Friday, September 4, 2009

Thoughts on September

It is September in Connecticut. Here, the change from summer to autumn happens quickly, and while everyone is sleeping. The first morning of fall is distinct and totally invigorating. During three years living in California, this one season is the thing I missed the most about life in New England. 


Driving back from pre-departure errands in town today, I am stuck behind a school bus. With no reasonable alternate route, I settle easily into the slow drive home. Smack behind that bus, and two weeks away from beginning a Master’s Program in Edinburgh, my thoughts wander to things academic. Backpacks, new pens, new notebooks. All the things I could write in them. The nervous energy of the first day. I become a 4th grader again. There is just something about September.

 

Each hundred yards, the school bus blinks its yellow taillights, slows to a halt, swings out its red sign, opens its door. 

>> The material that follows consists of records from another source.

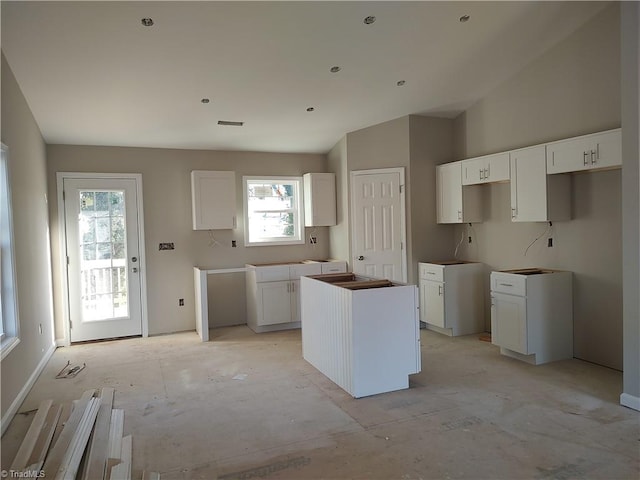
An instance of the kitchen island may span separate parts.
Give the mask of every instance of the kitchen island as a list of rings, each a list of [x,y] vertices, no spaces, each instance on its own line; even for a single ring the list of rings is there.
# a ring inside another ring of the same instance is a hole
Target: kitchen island
[[[353,273],[300,279],[304,359],[355,398],[419,373],[418,289]]]

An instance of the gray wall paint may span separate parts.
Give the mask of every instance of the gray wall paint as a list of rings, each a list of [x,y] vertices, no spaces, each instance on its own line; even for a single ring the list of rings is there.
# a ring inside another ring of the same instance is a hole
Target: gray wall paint
[[[455,120],[457,158],[534,145],[620,126],[619,5],[612,4]],[[487,220],[461,256],[492,269],[541,266],[574,272],[574,353],[622,368],[620,171],[572,176],[573,220],[510,221],[509,186],[484,186]],[[456,229],[456,238],[469,231]],[[488,326],[488,325],[487,325]]]
[[[1,98],[2,142],[9,148],[20,322],[20,343],[2,360],[4,417],[53,348],[53,314],[45,144],[4,55]]]
[[[328,156],[329,169],[336,172],[343,191],[339,205],[344,212],[350,208],[352,171],[405,169],[409,283],[417,282],[418,262],[449,258],[453,252],[451,226],[435,223],[435,166],[451,160],[452,135],[451,120],[409,115],[348,133]],[[332,255],[350,252],[348,224],[339,224],[330,230]]]
[[[625,2],[622,30],[623,392],[640,402],[640,8]]]
[[[329,252],[332,257],[351,263],[349,243],[349,172],[347,170],[347,137],[344,136],[327,154],[327,168],[336,174],[337,223],[329,228]],[[350,269],[350,268],[349,268]]]
[[[209,232],[193,231],[191,225],[191,170],[235,171],[236,211],[241,219],[243,175],[302,175],[307,172],[325,172],[327,160],[324,155],[50,145],[47,147],[47,157],[49,196],[52,199],[57,195],[56,172],[142,174],[151,335],[195,328],[195,265],[230,268],[253,262],[325,258],[329,254],[327,227],[316,229],[317,245],[244,247],[242,222],[239,222],[239,228],[235,230],[215,231],[213,235],[221,244],[217,246],[210,245]],[[50,202],[49,214],[54,256],[56,338],[60,339],[64,337],[65,329],[62,323],[62,277],[58,262],[60,230],[56,201]],[[305,238],[308,237],[308,233],[309,229]],[[237,248],[231,248],[231,240],[237,240]],[[158,251],[160,242],[174,242],[176,249]],[[244,289],[236,289],[234,293],[233,301],[227,299],[227,307],[218,306],[222,312],[227,312],[233,318],[221,318],[220,310],[214,311],[215,306],[212,305],[211,313],[216,320],[211,326],[242,323],[238,322],[242,312],[229,305],[233,305],[234,302],[244,304]],[[178,306],[179,298],[185,299],[184,307]]]

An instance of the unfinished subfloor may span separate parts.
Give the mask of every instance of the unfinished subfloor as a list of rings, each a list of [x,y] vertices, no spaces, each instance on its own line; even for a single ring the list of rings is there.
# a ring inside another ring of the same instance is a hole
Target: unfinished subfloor
[[[618,404],[620,372],[530,366],[477,336],[421,334],[411,388],[358,400],[302,359],[300,330],[60,348],[20,411],[115,388],[134,478],[638,478],[639,416]],[[67,360],[87,368],[55,380]],[[2,438],[4,469],[32,418],[19,413]]]

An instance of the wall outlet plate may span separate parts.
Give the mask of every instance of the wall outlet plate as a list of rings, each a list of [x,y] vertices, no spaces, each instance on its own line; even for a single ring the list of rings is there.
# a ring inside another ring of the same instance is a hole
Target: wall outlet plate
[[[158,247],[158,250],[175,250],[175,245],[173,242],[161,243]]]

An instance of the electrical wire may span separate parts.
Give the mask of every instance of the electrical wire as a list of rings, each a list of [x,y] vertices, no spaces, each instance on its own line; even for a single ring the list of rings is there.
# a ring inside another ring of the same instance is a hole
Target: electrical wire
[[[222,247],[222,244],[216,240],[216,237],[213,236],[213,230],[208,230],[209,232],[209,246],[210,247]]]
[[[458,245],[456,245],[456,249],[455,249],[455,251],[453,252],[453,258],[455,258],[455,259],[457,259],[457,258],[458,258],[458,249],[460,248],[460,245],[462,245],[462,242],[464,241],[464,236],[465,236],[464,234],[465,234],[465,231],[464,231],[464,229],[463,229],[463,230],[462,230],[462,233],[461,233],[461,235],[460,235],[460,241],[458,242]]]
[[[534,243],[536,243],[538,240],[540,240],[542,237],[544,237],[547,233],[551,233],[552,229],[553,229],[553,224],[551,222],[549,222],[549,225],[547,226],[547,228],[544,229],[544,232],[542,232],[540,235],[538,235],[535,238],[535,240],[529,244],[527,249],[524,251],[524,256],[525,257],[527,256],[527,252],[529,252],[529,249],[533,246]]]

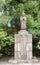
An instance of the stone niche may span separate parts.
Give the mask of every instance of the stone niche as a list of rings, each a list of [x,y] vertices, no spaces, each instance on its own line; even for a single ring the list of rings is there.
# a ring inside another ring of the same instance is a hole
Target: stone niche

I think back on chilly autumn school mornings. Sitting next to my sister in the kitchen, warming our feet on the heater vent by the floor, our mom would make tea with milk and sugar in little cups, then our dad would wait with us at the bus stop. I adored school, but often felt nervous those mornings. Some bus drivers were nice, and some scared me. One (nice) lady always played a Wilson Phillips tape. One (scary) guy had a curly-cue mustache. One year it was a mousy woman was named Mrs. Colthart. Over the course of many morning waits, my dad and I composed a lengthy song based on her vehicle, “The Colthart Express”, a tune we sang each time she began the ascent from Main to Chestnut.  


Throughout the summer, I’ve sorted through mountains of school papers filed away in our garage. Most went to the trash, some were pretty adorable. In Kindergarten, I wrote obsessive notes to my parents insisting how much I loved them. A list of 10 ways to fall asleep on Christmas Eve, beginning with, “pretend it’s not Christmas Eve”. Regular journal entries to a teacher revealing that kids were mean to me on the bus and I absolutely hated it. My recollection of this trauma is so vague that I have trouble believing it now. 


The lights blink, the bus slows, the stop sign swings out. A young boy bolts from the steps and runs toward his house without looking back.


I think of Adam Belanger, the boy in my 1st grade class killed by mistake, killed by the school bus that had just let him out. At the funeral, I stared at his little sisters in pretty dresses, both looking sad, barely old enough to understand. In high school, I’d often wonder where Adam would have fallen in the mix. A popular kid? A loner? Class president? The prom date that I couldn’t find? Twenty years later, I still wonder about Adam. How his parents ever kept going. What memories those two little girls, now young women, have of their big brother. I wonder about the bus driver’s burden.


Another few houses, yellow lights, red sign. Flashes of pink and blond and lunch boxes and backpacks as neighbors run to their front doors. 


The pattern emerges.  Every child exits in a full-on run. Definitely no walking. All of these kids bolt off the steps and run across their yards, happy to be done, bursting with energy despite the long school day. They already understand the freedom any afternoon can bring. The lucky ones run to their moms and dads, waiting and eager to hear about their children’s adventures at school. Maybe they can’t wait to share what they learned.  


In a handful of days I’ll get my own school bus, in the form of a bright green Aer Lingus jet plane, letting me off in Edinburgh to begin what will likely be my last year as a student. I have plenty of expectations, figured from program descriptions, international phone calls and email threads, tales told, Rotary scholar veterans. Of the things I expect, disappointment is not one. I have a feeling that when I return from this year abroad, I'll come bursting forth, much like these kids, energized by stories and lessons learned from my own school-day adventures as a Rotary scholar.